標高2200メートル、寂しいマナー違反 北岳トイレ チップ箱壊す 数千円盗難か

 南アルプス北岳の大樺沢ルートの二俣(標高約2200メートル)に設置している仮設トイレで、利用者から任意で徴収しているチップの箱が壊され、現金がなくなっていたことが、31日分かった。トイレを管理する北岳公衆トイレ運営委員会は、何者かがチップ箱の鍵を壊し、現金を盗んだ可能性があるとみていて「登山者の善意を踏みにじる行為」と憤慨。被害額は数千円とみられ、警察への届け出を検討している。

 県と南アルプス市でつくる同運営委によると、二俣のトイレは2基で、1999年から毎年、登山シーズンの7月中旬から10月中旬まで置き、チップ制を導入した。
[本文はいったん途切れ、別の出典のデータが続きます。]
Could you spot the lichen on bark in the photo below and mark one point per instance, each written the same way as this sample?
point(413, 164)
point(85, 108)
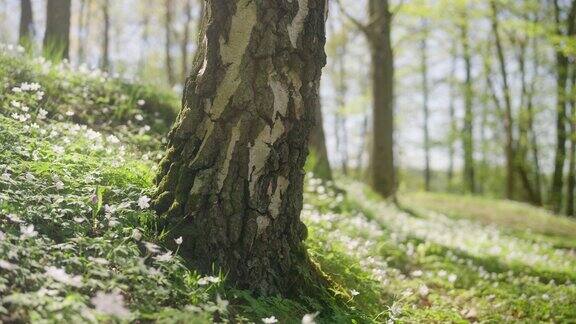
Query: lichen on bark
point(231, 180)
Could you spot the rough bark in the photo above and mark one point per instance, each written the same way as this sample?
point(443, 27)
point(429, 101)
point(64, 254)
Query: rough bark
point(382, 157)
point(26, 32)
point(232, 178)
point(562, 64)
point(57, 36)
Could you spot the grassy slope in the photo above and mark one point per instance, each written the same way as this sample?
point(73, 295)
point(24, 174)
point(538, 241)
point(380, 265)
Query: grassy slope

トイレの入り口付近にある郵便受けを改良したチップ箱(縦約30センチ、横約45センチ)には年間14万円ほどの収益があり、トイレの維持費などに充ててきた。

 トイレ周辺に山小屋などはなく、歩いて30分ほどかかる白根御池小屋のスタッフが委託を受けて管理。2週間に1回ほどのペースで回収、少なくとも常時数千円はあったという。
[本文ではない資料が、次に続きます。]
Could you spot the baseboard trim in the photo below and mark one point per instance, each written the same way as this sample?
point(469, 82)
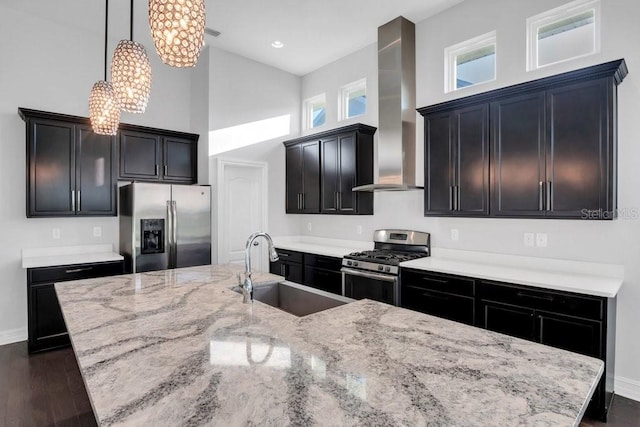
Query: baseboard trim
point(627, 387)
point(13, 335)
 24日午後、同山小屋スタッフが現場を訪れ、チップ箱が壊されているのを発見。箱の中の現金がなくなっていた。21日に確認した際は異常がなかった。

 同運営委は、鉄工所に依頼して新しいチップ箱を作り、31日に同じ場所に設置した。ある運営委メンバーは「北岳をいつまでもきれいな山にしよう、という趣旨に賛同してくれた登山者が払ってくれたお金が盗まれて残念だ」と話している。